You can use the CUDA Runtime API cudaFuncGetAttributes with the attribute cudaFuncAttributePreferredSharedMemoryCarveout to query the shared memory carveout.
You can find the “Shared Memory Configuration Size” under Details->Launch Statistics section of Nsight Compute.
Thanks for this answer.
I’ve read the carvout and found it (-1) which means no preference
I’ve used the Launch Statistics section to read the used shared size and found it =100KB.
The question here is, why it is chosen 100KB although we need only 24 KB
what is rule for choosing the shared memory size which in-turn will affect the cache memory size and thus its performance.
and also I’m asking if there’s any method or API to read the shared memory size (not from the profiler)
The heuristic is not documented. The runtime value can be different per TPC/SM.
Is the grid launch limited by occupancy to 1 thread block per SM or is the code simply limiting the grid dimensions to SM count?
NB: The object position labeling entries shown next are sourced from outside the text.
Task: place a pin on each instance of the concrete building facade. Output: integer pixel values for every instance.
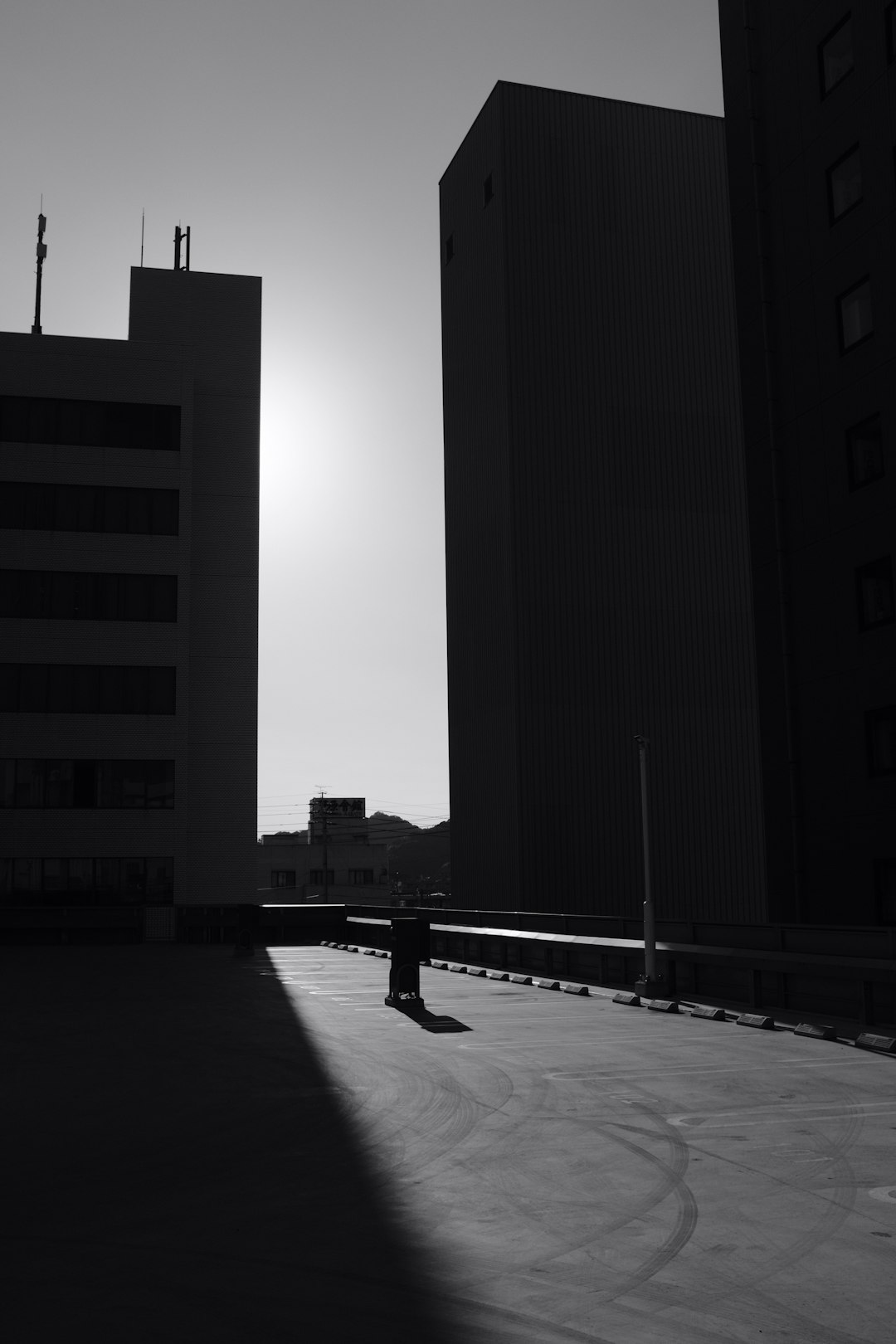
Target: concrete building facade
(597, 541)
(811, 121)
(129, 590)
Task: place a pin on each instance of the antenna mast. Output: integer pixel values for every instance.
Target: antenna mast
(182, 236)
(42, 253)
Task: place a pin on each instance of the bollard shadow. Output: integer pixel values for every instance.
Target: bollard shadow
(183, 1166)
(430, 1020)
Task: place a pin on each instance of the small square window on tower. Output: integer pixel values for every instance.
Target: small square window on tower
(880, 735)
(874, 594)
(865, 452)
(885, 874)
(835, 56)
(855, 316)
(845, 184)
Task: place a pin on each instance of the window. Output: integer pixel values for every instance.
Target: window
(49, 420)
(880, 728)
(853, 311)
(88, 509)
(845, 184)
(88, 597)
(835, 56)
(86, 784)
(874, 594)
(86, 880)
(885, 874)
(80, 689)
(865, 452)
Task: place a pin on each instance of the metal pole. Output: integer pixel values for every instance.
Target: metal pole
(649, 917)
(42, 253)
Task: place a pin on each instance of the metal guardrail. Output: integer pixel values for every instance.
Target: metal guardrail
(846, 988)
(844, 975)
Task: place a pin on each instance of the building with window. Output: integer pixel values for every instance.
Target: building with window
(597, 539)
(811, 138)
(293, 869)
(129, 602)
If the resource usage allows more than 1 thread block per SM there is a high likelihood that the driver is increasing the shared memory size to allow for multiple thread blocks per SM. In general the driver (and compiler) do not adjust to grid dimensions.
NSYS has single pass PM metrics that will show the average shared memory allocated but the configuration is not available at this time for A100. It is only available for graphics focused cards (GA10x, AD10x, …).